Close Thread Safely Without Waiting For It To Finish

Godot Version

4.5.1

Question

I am working on an app that uses a lot of multithreading for its primary use case.

The user can start the ‘task’ with an arbitrary number of threads, which involves having each thread run a simple script where it looks at a folder on the users file system and reads the folders and files and returns data representing it.

(Dumbed-down equivalent for examples sake)

func search(folder : String) -> PackedStringArray:
	var results : PackedStringArray = []
	results.append(DirAccess.get_files_at(folder))
	results.append(DirAccess.get_directories_at(folder))
	return results

This works fine, the issue is since it relies on a lot of reading from disk, if multiple large directories are read from at once the read speed on the disk / drive gets maxed out and therefor each thread will be waiting until it gets given its information.

So if the user then tries to stop the process (Which I allow them to do without closing the app) then they need to wait for each one to finish, which will take an unpredictable amount of time.

(How this is currently done)

# 'all_threads_idle' returns true if every thread in 'threads'
# is not started
# It is inside a while to make sure it only continues if
# all threads are finished properly.
while not all_threads_idle:
	for t : Thread in threads:
		if t.is_started():
			while t.is_alive():
				await get_tree().process_frame
			t.wait_to_finish()

If I just try to wait for each thread to finish the app will hang instead of displaying the loading screen I show before and while running this, and if I try to free the threads without finishing them I get warnings about not properly closing the threads.
Leaving me to wait for the threads to finish despite not using the return values as the task is being abandoned.

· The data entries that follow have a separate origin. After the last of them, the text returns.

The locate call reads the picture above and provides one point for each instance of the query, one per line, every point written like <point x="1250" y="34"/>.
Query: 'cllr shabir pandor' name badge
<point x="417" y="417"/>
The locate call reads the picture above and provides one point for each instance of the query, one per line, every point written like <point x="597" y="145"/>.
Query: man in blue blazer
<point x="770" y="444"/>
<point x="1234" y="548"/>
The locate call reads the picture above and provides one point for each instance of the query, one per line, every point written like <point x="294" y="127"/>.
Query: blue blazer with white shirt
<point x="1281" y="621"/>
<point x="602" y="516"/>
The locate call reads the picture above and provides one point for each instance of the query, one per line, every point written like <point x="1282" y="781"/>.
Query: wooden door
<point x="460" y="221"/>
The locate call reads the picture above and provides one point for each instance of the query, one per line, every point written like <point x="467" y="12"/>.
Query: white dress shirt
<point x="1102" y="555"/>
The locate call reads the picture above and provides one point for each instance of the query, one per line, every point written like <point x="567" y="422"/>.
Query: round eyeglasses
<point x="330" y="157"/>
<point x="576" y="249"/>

Is there a way to safely stop the threads without waiting (Atleast waiting as long)?

The Godot editor is seemingly able to do this, as if you force-close the app during this (On any time while threads are active) no warnings appear about thread leaks / issues in the console and the app is closed near-immediately, so there seems to be a way to safely force-stop a thread quickly before freeing it; how can this be done manually without just closing / crashing the app?

Thanks.

Signal the thread to quit via a flag.

How do you do this?
Which flag do you use and how? Looking at the Thread docs doesn’t seem to mention this.

Thanks.

Just make some boolean property in the same class the thread function is defined so thread can access it.

var cancel := false
var thread: Thread 

func thread_code():
	while not cancel:
		# do some work

func kill_thread():
	cancel = true
	thread.wait_to_finish()

The point is, the thread needs to quit itself. It can’t be forced from the outside, just signaled to do it. Otherwise your program cannot guarantee its state, resources and stack frames may leak and mutexes may be left locked forever. Most languages don’t allow thread termination in this way, standard C++ included.

1 Like

Thanks! A shame you can’t stop them suddenly - Makes me curious how Godot does it, as I said it can do it on the fly when stopping the project from the editor - but I was able to use an existing variable which started this stopping process to determine when to cancel early.

Though this doesn’t stop instantly as when the flag is set threads awaiting read responses will remain paused; but now they will stop doing future reads which makes them stop faster.

Thanks.

You need to organize/breakdown your thread code so it checks the flag frequently.

The project is run as a separate process which owns all threads. So when that process is killed, the OS automatically cleans up everything the process allocated, including its threads.